The proposed project’s size, and the loss of 361 public parking spaces to its future tenants, goaded Ramlawi into running. But he’s also infuriated by the underground parking structure it would be built on.

“It was a complete waste for fifty million dollars,” says Ramlawi. When his restaurant was located around the corner on Fifth Ave., he says, “I suffered all the types of damage, whether mental or physical, for the three years of construction.” He estimates the disruption cost him $300,000 in lost sales.

Ramlawi hasn’t served on any city committees or commissions and doesn’t want to: he calls them “the farm system. By the time you’re on council you’ve already had grooming that gives you a certain perspective, and that’s the only perspective you see. We have groupthink.”

Though running as an independent, Ramlawi is backed by Democrats Eaton and Kailasapathy, as well as Ward One Democratic nominee Anne Bannister, all of whom opposed the library lot sale. His campaign manager, Dawn Bizzell, previously worked for Kailasapathy. And he says he’s talked strategy with Smith’s primary challenger, Silkworth.

Smith, a professional urban planner, sees Ramlawi’s candidacy as “absolutely” a replay of Silkworth’s primary race. “It’s a one-issue candidacy. Experience and expertise matter. City council does more than just look at the library lot. If people are angry about the library lot, they’re going to vote for Ali. If they’re interested in having professional, responsible government, they’ll vote for me.”

Silkworth came close to beating Smith, drawing 47 percent of the vote. Though Ramlawi is running without the benefit of the Democratic label, he figures he can do better than Silkworth because “I’ve been around a long time. I’ve got a more recognizable face and name.”

The Crucial Role of New Voters

When council moved to end odd-year elections, supporters cited the fact that voter turnout in city elections doubles in even years, when they share the ballot with state and federal races.

Yet turnout in this year’s August Democratic primary rose by a third, from 10 to 14 percent, without any help from larger contests. Credit the power of a hot-button issue: many formerly indifferent voters were mobilized by anger at council’s vote on selling the development rights on the “library lot.” Ward One incumbent Jason Frenzel who lost to challenger Anne Bannister, blamed his defeat on the anti-development groundswell. Bannister is unopposed this month; when she takes her seat, the 8-3 supermajority that approved the sale will cease to exist.

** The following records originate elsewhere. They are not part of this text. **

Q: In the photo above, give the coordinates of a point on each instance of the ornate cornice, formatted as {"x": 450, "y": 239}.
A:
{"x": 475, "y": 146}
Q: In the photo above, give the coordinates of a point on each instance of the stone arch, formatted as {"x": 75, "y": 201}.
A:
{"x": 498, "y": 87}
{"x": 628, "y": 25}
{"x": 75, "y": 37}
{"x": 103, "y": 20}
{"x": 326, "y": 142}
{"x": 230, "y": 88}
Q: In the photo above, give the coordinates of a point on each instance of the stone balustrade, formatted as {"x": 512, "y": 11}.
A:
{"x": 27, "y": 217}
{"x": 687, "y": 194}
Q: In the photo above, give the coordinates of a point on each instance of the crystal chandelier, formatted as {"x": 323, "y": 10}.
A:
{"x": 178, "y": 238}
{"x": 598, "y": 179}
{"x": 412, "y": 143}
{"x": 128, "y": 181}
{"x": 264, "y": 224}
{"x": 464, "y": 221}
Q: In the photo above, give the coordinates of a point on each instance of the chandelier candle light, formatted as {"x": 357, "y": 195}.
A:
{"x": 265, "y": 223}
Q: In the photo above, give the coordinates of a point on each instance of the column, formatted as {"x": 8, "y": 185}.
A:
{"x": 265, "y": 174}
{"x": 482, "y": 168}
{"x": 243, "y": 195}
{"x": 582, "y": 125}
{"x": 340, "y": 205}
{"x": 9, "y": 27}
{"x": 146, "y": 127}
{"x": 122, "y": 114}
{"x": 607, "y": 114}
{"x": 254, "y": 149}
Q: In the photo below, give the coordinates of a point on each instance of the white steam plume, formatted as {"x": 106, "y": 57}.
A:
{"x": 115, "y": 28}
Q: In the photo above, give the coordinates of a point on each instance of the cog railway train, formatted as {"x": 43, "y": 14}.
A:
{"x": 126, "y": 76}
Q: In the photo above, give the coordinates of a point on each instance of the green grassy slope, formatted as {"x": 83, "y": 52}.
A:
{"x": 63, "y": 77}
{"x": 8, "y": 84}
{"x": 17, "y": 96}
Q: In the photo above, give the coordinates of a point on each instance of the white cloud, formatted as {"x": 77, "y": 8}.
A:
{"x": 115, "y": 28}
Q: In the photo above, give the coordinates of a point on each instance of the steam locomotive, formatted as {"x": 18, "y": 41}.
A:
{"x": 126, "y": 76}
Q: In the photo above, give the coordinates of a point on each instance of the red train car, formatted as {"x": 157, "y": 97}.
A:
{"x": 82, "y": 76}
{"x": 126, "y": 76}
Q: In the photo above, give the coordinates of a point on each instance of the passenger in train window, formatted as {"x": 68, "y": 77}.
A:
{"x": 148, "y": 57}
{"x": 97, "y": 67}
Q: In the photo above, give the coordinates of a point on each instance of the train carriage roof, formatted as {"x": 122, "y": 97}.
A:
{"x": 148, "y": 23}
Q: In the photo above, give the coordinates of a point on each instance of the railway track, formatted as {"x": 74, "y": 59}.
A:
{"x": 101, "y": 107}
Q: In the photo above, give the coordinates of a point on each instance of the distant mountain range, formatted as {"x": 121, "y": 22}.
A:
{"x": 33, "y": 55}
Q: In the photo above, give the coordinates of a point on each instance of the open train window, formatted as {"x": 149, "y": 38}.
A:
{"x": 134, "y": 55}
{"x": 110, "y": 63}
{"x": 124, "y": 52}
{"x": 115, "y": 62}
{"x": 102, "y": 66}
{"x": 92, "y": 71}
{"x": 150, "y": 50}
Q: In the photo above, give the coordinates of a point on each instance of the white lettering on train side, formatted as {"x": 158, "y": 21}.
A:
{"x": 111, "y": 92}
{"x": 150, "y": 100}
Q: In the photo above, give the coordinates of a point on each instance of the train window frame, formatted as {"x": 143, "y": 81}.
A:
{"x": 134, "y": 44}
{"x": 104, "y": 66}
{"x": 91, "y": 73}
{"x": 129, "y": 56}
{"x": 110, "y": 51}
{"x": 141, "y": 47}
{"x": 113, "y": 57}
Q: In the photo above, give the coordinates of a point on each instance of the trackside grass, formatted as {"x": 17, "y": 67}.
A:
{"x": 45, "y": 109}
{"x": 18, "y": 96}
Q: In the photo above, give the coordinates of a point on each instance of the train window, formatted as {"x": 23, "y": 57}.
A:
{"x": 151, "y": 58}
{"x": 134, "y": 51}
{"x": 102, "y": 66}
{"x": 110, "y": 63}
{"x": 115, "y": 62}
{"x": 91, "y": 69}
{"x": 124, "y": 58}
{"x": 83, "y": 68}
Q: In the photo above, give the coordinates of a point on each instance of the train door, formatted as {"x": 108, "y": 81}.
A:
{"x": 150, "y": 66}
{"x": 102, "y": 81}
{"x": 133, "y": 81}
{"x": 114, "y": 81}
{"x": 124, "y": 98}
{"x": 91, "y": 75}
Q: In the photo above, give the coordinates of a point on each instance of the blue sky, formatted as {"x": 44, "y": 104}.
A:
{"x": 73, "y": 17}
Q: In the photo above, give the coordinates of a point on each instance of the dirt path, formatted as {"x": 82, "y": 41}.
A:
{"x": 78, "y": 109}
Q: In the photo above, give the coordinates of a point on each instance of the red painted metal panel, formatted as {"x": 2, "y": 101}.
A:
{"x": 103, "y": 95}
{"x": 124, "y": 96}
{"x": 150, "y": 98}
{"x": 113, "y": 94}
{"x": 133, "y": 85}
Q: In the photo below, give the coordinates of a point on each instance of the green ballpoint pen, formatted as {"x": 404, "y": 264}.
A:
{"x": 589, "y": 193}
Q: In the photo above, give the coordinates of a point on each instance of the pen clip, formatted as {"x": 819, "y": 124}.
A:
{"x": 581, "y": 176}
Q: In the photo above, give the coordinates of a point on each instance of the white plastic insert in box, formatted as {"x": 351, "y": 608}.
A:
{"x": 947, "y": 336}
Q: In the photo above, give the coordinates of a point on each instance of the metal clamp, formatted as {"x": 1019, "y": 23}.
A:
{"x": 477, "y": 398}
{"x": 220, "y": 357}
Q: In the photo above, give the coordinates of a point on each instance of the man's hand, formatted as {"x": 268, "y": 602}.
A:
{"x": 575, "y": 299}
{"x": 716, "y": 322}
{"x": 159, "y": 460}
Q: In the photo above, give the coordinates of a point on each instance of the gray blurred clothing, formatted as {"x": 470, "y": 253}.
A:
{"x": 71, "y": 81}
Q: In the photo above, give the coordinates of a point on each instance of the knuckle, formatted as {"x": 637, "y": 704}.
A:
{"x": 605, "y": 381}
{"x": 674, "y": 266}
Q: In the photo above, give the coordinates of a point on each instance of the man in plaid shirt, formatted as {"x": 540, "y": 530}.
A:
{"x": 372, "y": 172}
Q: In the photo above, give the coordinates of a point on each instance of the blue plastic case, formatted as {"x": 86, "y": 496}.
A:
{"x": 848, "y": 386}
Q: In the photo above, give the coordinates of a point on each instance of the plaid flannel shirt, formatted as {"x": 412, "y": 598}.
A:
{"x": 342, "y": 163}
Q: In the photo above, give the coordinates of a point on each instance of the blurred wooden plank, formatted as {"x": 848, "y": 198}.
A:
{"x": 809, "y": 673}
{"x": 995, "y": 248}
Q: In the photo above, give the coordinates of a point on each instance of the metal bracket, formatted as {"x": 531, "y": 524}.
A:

In Ward Five, Chip Smith won his seat in 2015 and kept it this year by finding new voters; he aims to do the same against independent Ali Ramlawi. “We knocked a lot of doors of people who had never had anybody knock their door before,” he says. “You have to make the physical contact and introduce yourself to people. The Obama administration did it really, really well twice.”

In Ward Three, Zach Ackerman also held off a primary challenge by increasing turnout. “We used a system based on the Obama model, says Ackerman, who also is unopposed this month. “The inspiration comes from [Ward Five’s] Chuck Warpehoski.”

“Obama didn’t write off demographic groups,” Warpehoski explains. “He expanded direct mail and door knocking and reaching out to every corner of the community. I’ve tried to go where there are unrepresented groups, reaching out to the housing commission, for example, and going when they have meetings to listen, not to make a speech.

“I knocked on every door in the Avalon housing on Pauline,” continues Warpehoski. “It probably didn’t get me too many votes. But it was important to do. If our political process is listening to one small group of people, a lot of people will rightly think we’re not listening to them.”